Out of Control, Kevin Kelly.

Out of Control: The New Biology of Machines, Social Systems, and the Economic World by Kevin Kelly, an editor at Wired Magazine, is an attempt to describe a new "biology" -- "the marriage of the born and the made." Essentially, the premise is that the future is technological, but it will not be mechanical. In other words, we are headed towards a future of "neo-biological civilization." In a world in which the sequence for the human genome is published on the Web, this is probably a truism. But Kelly's recipe for coping with this, dubbed the "Nine Laws of God" may not be that helpful. (Sample laws: "Control from the bottom up" and "Change changes itself.")

Galileo's Daughter, Dava Sobel.

Galileo's Daughter: A Historical Memoir of Science, Faith, and Love is non-fiction that is a better read than most novels. Author Sobel's page-turner offers insights on scientific methodology, seventeenth century civilization (or lack thereof), the nature of ignorance, and -- all too often -- the idiocy of conventional thinking.

On Writing, Stephen King.

This guy may be a wacko -- in fact, as much of a wacko as any of his characters -- but he knows a lot about writing. In this short, elegant cross between a "how-to" and a memoir, he tells it like it is.

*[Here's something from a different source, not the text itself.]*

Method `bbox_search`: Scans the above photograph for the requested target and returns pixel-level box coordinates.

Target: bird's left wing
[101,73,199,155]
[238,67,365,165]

Kitchen Confidential, Anthony Bourdain.

Kitchen Confidential: Adventures in the Culinary Underbelly by Anthony Bourdain is George Orwell's Down and Out in Paris and London meets fin de siecle yuppie restaurant-itis. The book is hilarious. If you read it, you will learn probably more than you ever wanted about the operation of commercial kitchens. You'll also learn some good things to avoid. If a restaurant has dirty public bathrooms, don't eat there. (It's easier to keep a bathroom clean than a kitchen.) Discount sushi is a no-no (ranks right up there with cut-rate brain surgery as a dubious concept). Don't order fresh seafood -- particularly the "special of the day" -- on a Monday. (Due to industry buying patterns, it is probably four to five days old.) OK, how about this one? The reuse of bread, e.g., recycling the unused contents of bread baskets, is an industry-wide practice. I could go on and on -- but better you should read the book. Oh, and one more thing. Leading a cooking crew, with its heirarchic structure that includes elements of a piratical crew, its combination of order and chaos, is much like leading a team of software developers.